On accroche un nichoir dans le jardin.
On le regarde avec fierté.
On se dit qu’on a aidé les oiseaux.
Et parfois, c’est vrai.
Mais un nichoir seul ne suffit pas.
Au printemps, une Mésange bleue peut y élever une nichée entière.
Des petits becs ouverts.
Des cris minuscules.
Des corps qui grandissent très vite.
Et pour nourrir tout ce petit monde, il faut une chose que beaucoup de jardins perdent sans bruit :
des insectes.
Des chenilles.
Des larves.
Des araignées.
Des petites proies molles, riches, nombreuses, disponibles au bon moment.

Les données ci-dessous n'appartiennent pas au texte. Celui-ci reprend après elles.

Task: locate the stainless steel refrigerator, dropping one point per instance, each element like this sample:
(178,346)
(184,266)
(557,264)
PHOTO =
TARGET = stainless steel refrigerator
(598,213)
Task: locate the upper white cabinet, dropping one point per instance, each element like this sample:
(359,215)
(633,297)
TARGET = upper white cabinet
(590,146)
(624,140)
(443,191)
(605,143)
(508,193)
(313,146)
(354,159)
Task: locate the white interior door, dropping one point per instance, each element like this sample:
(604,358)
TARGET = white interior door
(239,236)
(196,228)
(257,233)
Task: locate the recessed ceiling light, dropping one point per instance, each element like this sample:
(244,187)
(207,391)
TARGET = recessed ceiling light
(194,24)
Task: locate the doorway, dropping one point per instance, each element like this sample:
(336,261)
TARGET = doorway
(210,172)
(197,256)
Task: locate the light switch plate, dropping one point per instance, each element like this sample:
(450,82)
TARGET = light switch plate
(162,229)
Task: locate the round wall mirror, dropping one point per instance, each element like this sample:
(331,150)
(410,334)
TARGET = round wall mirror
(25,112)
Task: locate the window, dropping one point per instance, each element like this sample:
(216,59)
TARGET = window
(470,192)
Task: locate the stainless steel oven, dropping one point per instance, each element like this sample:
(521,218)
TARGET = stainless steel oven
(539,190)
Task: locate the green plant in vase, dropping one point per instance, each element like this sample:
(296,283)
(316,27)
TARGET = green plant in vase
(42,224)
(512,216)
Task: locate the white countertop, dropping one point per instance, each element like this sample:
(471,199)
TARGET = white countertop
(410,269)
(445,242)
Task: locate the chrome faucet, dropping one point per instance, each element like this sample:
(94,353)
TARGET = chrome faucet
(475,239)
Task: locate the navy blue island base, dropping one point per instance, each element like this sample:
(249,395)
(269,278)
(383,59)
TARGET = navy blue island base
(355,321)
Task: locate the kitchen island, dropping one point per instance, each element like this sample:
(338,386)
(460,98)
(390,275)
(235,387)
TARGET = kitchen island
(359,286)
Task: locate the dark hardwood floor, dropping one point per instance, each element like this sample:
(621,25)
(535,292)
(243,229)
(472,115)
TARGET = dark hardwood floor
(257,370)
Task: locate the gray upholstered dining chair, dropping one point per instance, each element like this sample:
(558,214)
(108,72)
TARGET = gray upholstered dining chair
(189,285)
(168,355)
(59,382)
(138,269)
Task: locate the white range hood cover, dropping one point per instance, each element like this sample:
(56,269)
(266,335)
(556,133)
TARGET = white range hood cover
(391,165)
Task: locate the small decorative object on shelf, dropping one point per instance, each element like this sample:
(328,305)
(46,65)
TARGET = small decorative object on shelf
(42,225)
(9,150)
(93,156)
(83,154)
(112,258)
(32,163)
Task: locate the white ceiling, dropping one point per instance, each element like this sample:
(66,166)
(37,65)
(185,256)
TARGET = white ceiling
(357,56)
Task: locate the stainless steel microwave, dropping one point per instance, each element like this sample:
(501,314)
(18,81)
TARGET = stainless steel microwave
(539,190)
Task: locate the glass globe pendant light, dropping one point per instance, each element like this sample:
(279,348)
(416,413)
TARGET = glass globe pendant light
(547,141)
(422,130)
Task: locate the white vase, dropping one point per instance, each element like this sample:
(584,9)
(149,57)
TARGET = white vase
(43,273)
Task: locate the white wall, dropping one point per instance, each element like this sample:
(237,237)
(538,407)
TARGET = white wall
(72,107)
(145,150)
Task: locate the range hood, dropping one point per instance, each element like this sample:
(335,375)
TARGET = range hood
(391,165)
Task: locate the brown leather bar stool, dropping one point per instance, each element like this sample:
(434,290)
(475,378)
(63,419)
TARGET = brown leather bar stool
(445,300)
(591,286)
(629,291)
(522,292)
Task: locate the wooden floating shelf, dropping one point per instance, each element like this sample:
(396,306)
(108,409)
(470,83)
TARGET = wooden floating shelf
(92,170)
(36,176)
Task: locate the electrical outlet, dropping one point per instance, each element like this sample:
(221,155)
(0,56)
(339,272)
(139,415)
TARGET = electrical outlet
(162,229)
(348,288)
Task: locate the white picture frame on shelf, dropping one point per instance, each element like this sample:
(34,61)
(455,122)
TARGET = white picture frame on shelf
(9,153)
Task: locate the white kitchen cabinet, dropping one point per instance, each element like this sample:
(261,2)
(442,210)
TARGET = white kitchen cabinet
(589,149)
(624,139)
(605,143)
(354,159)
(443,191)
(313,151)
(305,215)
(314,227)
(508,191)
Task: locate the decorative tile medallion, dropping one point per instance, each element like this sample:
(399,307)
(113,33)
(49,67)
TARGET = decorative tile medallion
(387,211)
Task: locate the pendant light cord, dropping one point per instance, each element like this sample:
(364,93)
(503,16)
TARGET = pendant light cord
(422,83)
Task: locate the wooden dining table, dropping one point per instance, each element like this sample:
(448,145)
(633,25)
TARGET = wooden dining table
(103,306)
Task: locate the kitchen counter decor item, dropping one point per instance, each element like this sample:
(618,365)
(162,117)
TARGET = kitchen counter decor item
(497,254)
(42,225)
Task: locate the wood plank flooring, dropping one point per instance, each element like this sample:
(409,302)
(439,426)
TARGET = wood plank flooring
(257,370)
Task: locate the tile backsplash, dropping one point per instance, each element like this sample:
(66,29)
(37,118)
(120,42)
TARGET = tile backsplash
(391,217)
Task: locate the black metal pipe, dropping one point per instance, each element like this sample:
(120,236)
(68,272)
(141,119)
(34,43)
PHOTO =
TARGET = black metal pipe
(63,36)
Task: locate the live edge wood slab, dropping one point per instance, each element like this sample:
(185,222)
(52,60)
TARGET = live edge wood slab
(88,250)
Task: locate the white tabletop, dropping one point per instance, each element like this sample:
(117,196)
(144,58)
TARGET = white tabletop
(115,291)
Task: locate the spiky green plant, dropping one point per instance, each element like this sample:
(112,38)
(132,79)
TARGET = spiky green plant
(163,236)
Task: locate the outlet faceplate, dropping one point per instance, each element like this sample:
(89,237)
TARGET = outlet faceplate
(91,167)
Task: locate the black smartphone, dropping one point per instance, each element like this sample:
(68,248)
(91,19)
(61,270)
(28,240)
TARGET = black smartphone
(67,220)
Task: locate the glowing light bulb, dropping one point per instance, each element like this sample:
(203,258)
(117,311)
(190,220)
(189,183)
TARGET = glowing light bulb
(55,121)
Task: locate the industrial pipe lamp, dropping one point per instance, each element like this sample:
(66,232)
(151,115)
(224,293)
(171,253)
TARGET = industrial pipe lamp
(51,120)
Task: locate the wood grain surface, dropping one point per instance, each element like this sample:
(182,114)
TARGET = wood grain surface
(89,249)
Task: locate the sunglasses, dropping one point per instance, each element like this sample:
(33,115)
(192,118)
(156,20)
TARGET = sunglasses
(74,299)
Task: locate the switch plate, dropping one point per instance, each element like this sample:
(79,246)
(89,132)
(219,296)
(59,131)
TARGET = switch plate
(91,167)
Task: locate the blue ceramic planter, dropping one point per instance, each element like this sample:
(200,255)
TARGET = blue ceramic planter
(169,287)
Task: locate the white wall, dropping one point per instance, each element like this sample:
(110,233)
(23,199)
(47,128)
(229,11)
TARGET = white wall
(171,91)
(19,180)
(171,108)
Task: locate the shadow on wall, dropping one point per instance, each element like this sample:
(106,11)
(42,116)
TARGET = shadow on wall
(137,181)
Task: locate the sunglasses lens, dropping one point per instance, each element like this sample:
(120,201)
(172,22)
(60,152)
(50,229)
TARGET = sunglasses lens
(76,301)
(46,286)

La LPO rappelle que la Mésange bleue est très commune en France, qu’elle niche dans les trous d’arbres ou dans les nichoirs, et que sa reproduction a lieu d’avril à juin. Au printemps et en été, elle se nourrit surtout d’insectes, de chenilles, de mouches, de charançons et d’araignées.
C’est là que le problème commence.
Un jardin trop propre.
Une haie trop pauvre.
Des feuilles mortes retirées partout.
Des plantes sauvages supprimées.
Des traitements contre les insectes.
On croit protéger le jardin.
Mais parfois, on vide le garde-manger.
La mère revient au nichoir avec ce qu’elle peut.
Une chenille.
Puis une autre.
Encore une autre.
Toute la journée, elle cherche de quoi remplir ces petits becs.
Et si le jardin n’a plus assez d’insectes, le nichoir devient une belle boîte… dans un paysage affamé.
Alors oui, mettons des nichoirs.
Mais la vraie aide ne s’arrête pas au bois.
Elle continue dans les haies, les feuilles mortes, les fleurs sauvages, les coins non tondus, les arbres indigènes, et surtout l’absence d’insecticides.
Offrir une maison aux oiseaux, c’est bien.
Laisser vivre leur nourriture, c’est ce qui permet aux petits de grandir.